This as-told-to essay is based on a conversation with small-business-owner Kristina Martinelli, a 56-year-old AI consultant who formerly worked a corporate job. The following has been edited for length and clarity.
Getting displaced at 55 years old caught me completely off guard.
I had just spent two years at a Midwest bank as a portfolio manager executive and had decades of experience in corporate technology when I was let go from my job. I grappled with whether I should return to corporate America, asking myself, “Do I stay in an industry that refuses to value my worth as an older worker with institutional knowledge?”
Twenty-four hours after I lost that job, I started my own company, coaigence (spelled with all lowercase letters), an AI consultancy.
When I moved on, I felt nervous, but I leaned into my Fortune 500 and Fortune 100 industry background and used AI from day one.
Starting a business is really about establishing the need
By the end of coaigence’s first day, I had created a name for my new company, a framework, and a direction.
Obviously, the paperwork that goes along with establishing an LLC, an EIN, getting legal and tax representation, bank accounts for clients, and operating costs all take time.

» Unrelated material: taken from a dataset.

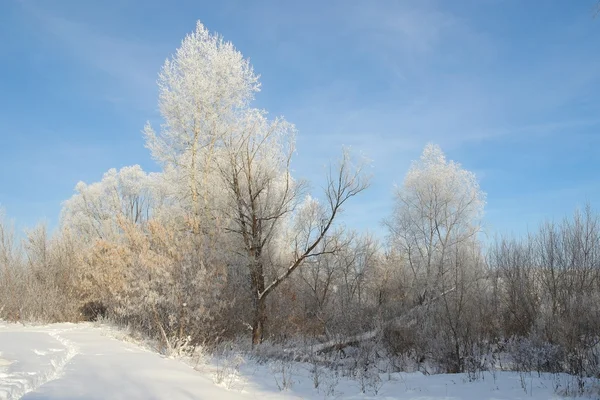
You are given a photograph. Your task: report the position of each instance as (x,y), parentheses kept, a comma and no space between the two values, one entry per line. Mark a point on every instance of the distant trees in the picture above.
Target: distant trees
(433,234)
(226,197)
(225,241)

To start a business, it’s not about mulling it over; it’s about following a dream and taking the first step.
I knew my AI services would attract corporate executives because I have decades of experience consulting and strategizing for them.
I learned quickly how to build custom GPTs and created a sidekick
I had also been using AI before I was displaced, but I had only scratched the surface.
Once I decided to launch my company, I became a prompt engineer before anything else. I learned how to talk to AI in a way that got me back something actually useful and immediately started building custom GPTs.
I poured everything into a PDF — my thoughts, my vision, and my goals. Then I uploaded it to ChatGPT and named my GPT sidekick Raivyn. I wanted Raivyn to speak and think like me. I don’t want emails and communications that sound robotic.
I created an 80/20 rule for AI adoption: 80% should be a human-driven approach complemented by 20% of AI augmentation. The human intellect must never fall by the wayside.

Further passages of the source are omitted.